Zhu Wensheng, Kuk Anthony Y C, Guo Jianhua
Key Laboratory for Applied Statistics of MOE, School of Mathematics and Statistics, Northeast Normal University, Changchun, P. R. China.
Biom J. 2009 Aug;51(4):644-58. doi: 10.1002/bimj.200800215.
Inference of haplotypes is important in genetic epidemiology studies. However, all large genotype data sets have errors due to the use of inexpensive genotyping machines that are fallible and shortcomings in genotyping scoring softwares, which can have an enormous impact on haplotype inference. In this article, we propose two novel strategies to reduce the impact induced by genotyping errors in haplotype inference. The first method makes use of double sampling. For each individual, the "GenoSpectrum" that consists of all possible genotypes and their corresponding likelihoods are computed. The second method is a genotype clustering algorithm based on multi-genotyping data, which also assigns a "GenoSpectrum" for each individual. We then describe two hybrid EM algorithms (called DS-EM and MG-EM) that perform haplotype inference based on "GenoSpectrum" of each individual obtained by double sampling and multi-genotyping data. Both simulated data sets and a quasi real-data set demonstrate that our proposed methods perform well in different situations and outperform the conventional EM algorithm and the HMM algorithm proposed by Sun, Greenwood, and Neal (2007, Genetic Epidemiology 31, 937-948) when the genotype data sets have errors.
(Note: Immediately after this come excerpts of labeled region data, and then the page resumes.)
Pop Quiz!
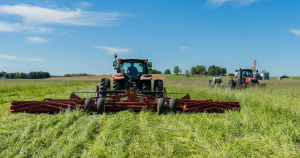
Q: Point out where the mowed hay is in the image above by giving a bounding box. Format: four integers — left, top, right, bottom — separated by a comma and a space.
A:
46, 74, 167, 81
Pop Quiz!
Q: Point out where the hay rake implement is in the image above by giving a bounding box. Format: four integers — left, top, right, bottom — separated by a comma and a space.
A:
10, 86, 240, 114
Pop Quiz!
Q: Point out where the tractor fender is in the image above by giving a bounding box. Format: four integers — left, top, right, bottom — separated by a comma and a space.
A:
111, 73, 125, 80
140, 74, 152, 80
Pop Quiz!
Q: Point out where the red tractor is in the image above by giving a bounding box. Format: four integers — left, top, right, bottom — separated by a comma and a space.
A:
228, 68, 266, 90
100, 54, 163, 96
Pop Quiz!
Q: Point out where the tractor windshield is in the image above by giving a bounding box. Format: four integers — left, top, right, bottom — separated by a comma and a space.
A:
121, 60, 146, 77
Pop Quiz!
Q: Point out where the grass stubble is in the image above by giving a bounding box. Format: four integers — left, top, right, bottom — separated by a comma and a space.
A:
0, 77, 300, 157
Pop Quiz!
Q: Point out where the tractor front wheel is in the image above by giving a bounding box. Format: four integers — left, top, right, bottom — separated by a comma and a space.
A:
100, 78, 110, 96
153, 79, 164, 97
97, 98, 105, 115
228, 79, 234, 90
157, 98, 165, 115
169, 98, 176, 114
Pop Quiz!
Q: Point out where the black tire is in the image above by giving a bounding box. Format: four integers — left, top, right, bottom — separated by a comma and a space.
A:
235, 82, 241, 90
169, 98, 176, 114
97, 98, 105, 115
142, 80, 151, 91
241, 83, 247, 89
157, 98, 165, 115
100, 78, 110, 96
260, 83, 267, 87
227, 79, 234, 90
113, 80, 125, 95
84, 98, 93, 114
153, 79, 164, 97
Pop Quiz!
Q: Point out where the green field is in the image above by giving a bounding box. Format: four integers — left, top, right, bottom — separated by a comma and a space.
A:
0, 75, 300, 157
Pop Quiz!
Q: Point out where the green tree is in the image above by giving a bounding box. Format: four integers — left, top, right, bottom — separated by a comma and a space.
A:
173, 66, 179, 75
164, 69, 171, 74
64, 74, 72, 77
208, 65, 216, 76
185, 69, 190, 78
195, 65, 206, 75
190, 66, 196, 75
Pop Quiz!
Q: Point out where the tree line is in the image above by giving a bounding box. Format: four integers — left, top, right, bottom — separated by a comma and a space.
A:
0, 71, 50, 79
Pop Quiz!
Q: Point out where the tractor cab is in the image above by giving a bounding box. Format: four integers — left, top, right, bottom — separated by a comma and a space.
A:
235, 69, 258, 84
117, 60, 148, 77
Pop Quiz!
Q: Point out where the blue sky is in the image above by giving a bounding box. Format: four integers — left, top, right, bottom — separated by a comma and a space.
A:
0, 0, 300, 76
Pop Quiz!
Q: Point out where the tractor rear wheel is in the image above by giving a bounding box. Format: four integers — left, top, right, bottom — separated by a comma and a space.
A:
97, 98, 105, 115
84, 98, 93, 114
153, 79, 164, 97
227, 79, 234, 90
169, 98, 176, 114
100, 78, 110, 96
157, 98, 165, 115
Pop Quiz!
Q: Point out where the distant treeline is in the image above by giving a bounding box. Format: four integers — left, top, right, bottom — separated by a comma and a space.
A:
149, 69, 162, 74
63, 73, 94, 77
0, 71, 50, 79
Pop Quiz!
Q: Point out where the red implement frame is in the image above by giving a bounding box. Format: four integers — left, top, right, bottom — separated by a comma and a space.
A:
10, 86, 240, 114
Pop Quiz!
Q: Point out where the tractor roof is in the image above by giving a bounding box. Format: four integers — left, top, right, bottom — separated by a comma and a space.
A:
119, 58, 145, 61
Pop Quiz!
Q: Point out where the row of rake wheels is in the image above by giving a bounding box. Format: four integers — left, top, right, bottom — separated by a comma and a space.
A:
228, 80, 267, 90
84, 98, 176, 115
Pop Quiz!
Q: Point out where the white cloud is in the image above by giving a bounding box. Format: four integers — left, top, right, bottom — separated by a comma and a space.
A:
94, 46, 132, 54
179, 46, 189, 51
0, 54, 44, 61
0, 4, 124, 26
26, 37, 50, 44
0, 21, 20, 32
290, 29, 300, 36
205, 0, 261, 8
0, 21, 54, 33
79, 2, 93, 7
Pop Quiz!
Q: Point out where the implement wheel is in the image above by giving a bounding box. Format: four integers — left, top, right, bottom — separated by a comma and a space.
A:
235, 82, 242, 90
84, 98, 93, 114
97, 98, 105, 115
157, 98, 165, 115
227, 79, 234, 90
100, 78, 110, 96
153, 79, 164, 97
169, 98, 176, 114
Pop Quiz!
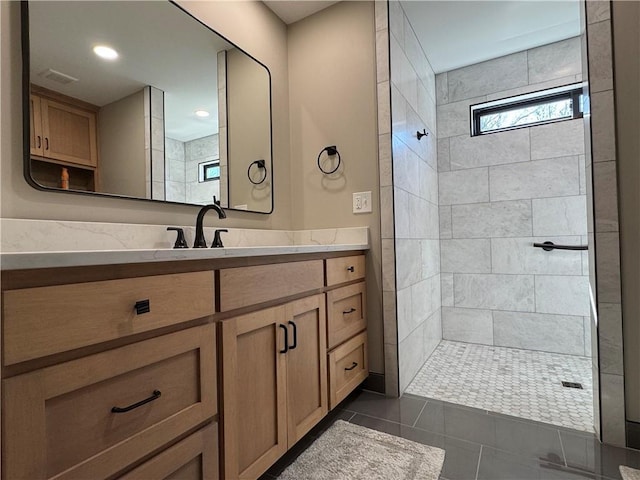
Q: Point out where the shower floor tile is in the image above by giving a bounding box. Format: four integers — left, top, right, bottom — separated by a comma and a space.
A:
406, 340, 593, 432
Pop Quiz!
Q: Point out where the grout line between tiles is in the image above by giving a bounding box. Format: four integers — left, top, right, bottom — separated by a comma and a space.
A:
411, 400, 429, 428
475, 445, 484, 480
558, 430, 569, 467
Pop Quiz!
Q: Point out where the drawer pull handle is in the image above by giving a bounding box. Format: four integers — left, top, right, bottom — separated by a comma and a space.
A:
278, 324, 289, 353
111, 390, 162, 413
134, 298, 151, 315
289, 320, 298, 350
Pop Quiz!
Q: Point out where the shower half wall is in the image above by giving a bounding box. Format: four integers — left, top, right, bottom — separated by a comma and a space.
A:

单倍型推断在遗传流行病学研究中很重要。然而,由于使用了易出错的廉价基因分型机器以及基因分型评分软件的缺陷,所有大型基因型数据集都存在错误,这可能对单倍型推断产生巨大影响。在本文中,我们提出了两种新策略来减少基因分型错误在单倍型推断中所产生的影响。第一种方法利用双重抽样。对于每个个体,计算由所有可能基因型及其相应似然性组成的“基因谱”。第二种方法是基于多基因分型数据的基因型聚类算法,它也为每个个体分配一个“基因谱”。然后,我们描述了两种混合期望最大化算法(称为DS-EM和MG-EM),它们基于通过双重抽样和多基因分型数据获得的每个个体的“基因谱”进行单倍型推断。模拟数据集和一个准真实数据集均表明,我们提出的方法在不同情况下表现良好,并且当基因型数据集存在错误时,优于传统的期望最大化算法以及Sun、Greenwood和Neal(2007年,《遗传流行病学》31卷,937 - 948页)提出的隐马尔可夫模型算法。